Beginner’s tutorial to understand iptables – Linux firewall. This article explains about iptable basics, different types of chains, and chain policy defining strategy.
Linux firewall: iptables! plays a very important role in securing your Linux system. System hardening or locking down cannot be completed without configuring iptables. Here we are discussing the basics of iptables. This article can be referred to by beginners as an iptables guide. In this article we will walkthrough :
- What is iptables
- iptables chains
- Chain policy defining strategy
We discussed how to set iptables rules, how to save iptables settings in this article. Let’s start with iptables basics.
What is iptables
iptables is a Linux native firewall and almost comes pre-installed with all distributions. If by any chance its not on your system you can install an iptables package to get it. As its a firewall, it has got policies termed as ‘chain policies’ which are used to determine whether to allow or block incoming or outgoing connection to or from Linux machine. Different chains used to control the different types of connections defined by its travel direction and policies are defined on each chain type.

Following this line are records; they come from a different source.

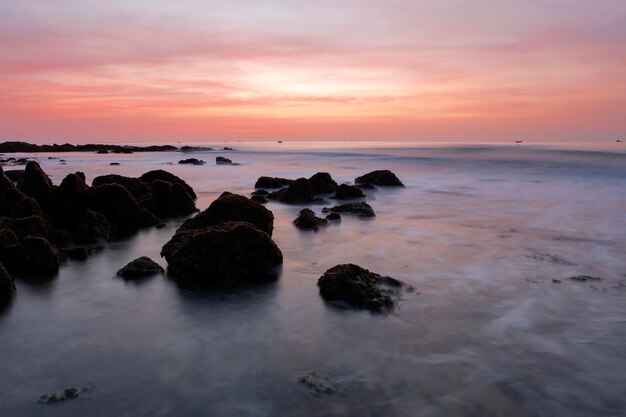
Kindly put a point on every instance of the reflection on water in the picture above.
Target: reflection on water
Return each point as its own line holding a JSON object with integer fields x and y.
{"x": 477, "y": 231}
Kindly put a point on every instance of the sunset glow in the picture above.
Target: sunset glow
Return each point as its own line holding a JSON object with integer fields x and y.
{"x": 399, "y": 70}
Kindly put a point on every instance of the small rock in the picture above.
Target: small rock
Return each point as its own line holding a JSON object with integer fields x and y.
{"x": 139, "y": 268}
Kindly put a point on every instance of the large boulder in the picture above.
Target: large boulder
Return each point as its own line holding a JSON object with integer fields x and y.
{"x": 307, "y": 220}
{"x": 359, "y": 287}
{"x": 360, "y": 209}
{"x": 381, "y": 177}
{"x": 298, "y": 192}
{"x": 159, "y": 174}
{"x": 226, "y": 254}
{"x": 35, "y": 183}
{"x": 7, "y": 286}
{"x": 232, "y": 207}
{"x": 139, "y": 268}
{"x": 348, "y": 192}
{"x": 272, "y": 182}
{"x": 322, "y": 183}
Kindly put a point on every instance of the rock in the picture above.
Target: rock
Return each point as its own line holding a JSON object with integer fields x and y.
{"x": 359, "y": 287}
{"x": 347, "y": 192}
{"x": 139, "y": 268}
{"x": 259, "y": 199}
{"x": 159, "y": 174}
{"x": 298, "y": 192}
{"x": 226, "y": 254}
{"x": 382, "y": 177}
{"x": 35, "y": 183}
{"x": 361, "y": 209}
{"x": 272, "y": 182}
{"x": 232, "y": 207}
{"x": 333, "y": 216}
{"x": 7, "y": 286}
{"x": 322, "y": 183}
{"x": 307, "y": 220}
{"x": 191, "y": 161}
{"x": 34, "y": 256}
{"x": 220, "y": 160}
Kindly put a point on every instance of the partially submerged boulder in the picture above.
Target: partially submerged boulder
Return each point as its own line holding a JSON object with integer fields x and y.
{"x": 380, "y": 177}
{"x": 360, "y": 288}
{"x": 139, "y": 268}
{"x": 232, "y": 207}
{"x": 360, "y": 209}
{"x": 222, "y": 255}
{"x": 307, "y": 220}
{"x": 272, "y": 182}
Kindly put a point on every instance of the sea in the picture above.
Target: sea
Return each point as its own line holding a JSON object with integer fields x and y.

In newer versions like RHEL7, the firewall is still powered by iptables only the management part is being handled by a new daemon called
As there are policies you can define, one default policy also exists for all chains. If the connection in question does not match with any of the defined policy chains then iptable applies default policy action to that connection. By default (generally) ALLOW rule is configured in defaults under iptables.
As we saw earlier iptables rely on chains to determine the action to be taken in connection, let’s understand what are chains. Chains are connection types defined by their travel direction/behavior. There are three types of chains: Input, Output, Forward.
Input chain :
This chain is used to control incoming connections to the Linux machine. For example, if the user tries to connect the server via ssh (port 22) then the input chain will be checked for IP or user and port if those are allowed. If yes then only the user will be connected to the server otherwise not.
Output chain :
Yes, this chain controls outgoing connections from the Linux machine. If any application or user tries to connect to outside server/IP then the output chain decides if the app/user can connect to destination IP/port or not.
Both chains are stateful. Meaning only said the connection is allowed and a response is not. Means you have to exclusively define input and output chain if your connection needs both way communication (from source to destination and back)
Forward chain :
In most of the systems, it’s not used. If your system is being used as a pass-through or for natting or for forwarding traffic then only this chain is used. When connections/packets are to be forwarded to next hop then this chain is used.
You can view the status of all these chains using the command :
# iptables -L -v Chain INPUT (policy ACCEPT 8928 packets, 13M bytes) pkts bytes target prot opt in out source destination Chain FORWARD (policy ACCEPT 0 packets, 0 bytes) pkts bytes target prot opt in out source destination Chain OUTPUT (policy ACCEPT 2201 packets, 677K bytes) pkts bytes target prot opt in out source destination
In above output, you can see all three chains details, how many packets were transferred, how much data transferred and default action policy.
Chain policy defining strategy
There are three policies can be defined for chains.
- ACCEPT: Allow connection
- REJECT: Block connection and send back error message informing source that destination blocked it
- DROP: Block connection only (behave like connection never questioned). The source is unaware of being blocked at the destination.
By default, all chains configured with ACCEPT policy for all connections. When configuring policies manually you have to pick either way from below two :
- Configure default as REJECT/DROP and exclusively configure each chain and its policy of ALLOW for required IP/subnet/ports.
- Configure default as ACCEPT and exclusively configure each chain and its policy of REJECT for required IP/subnet/ports.
You will go with number two unless your system has highly sensitive, important data and should be locked out of the outer world. Obviously, its environment criticality and number of IP/subnet/ports to be allowed/denied makes it easier to select a strategy.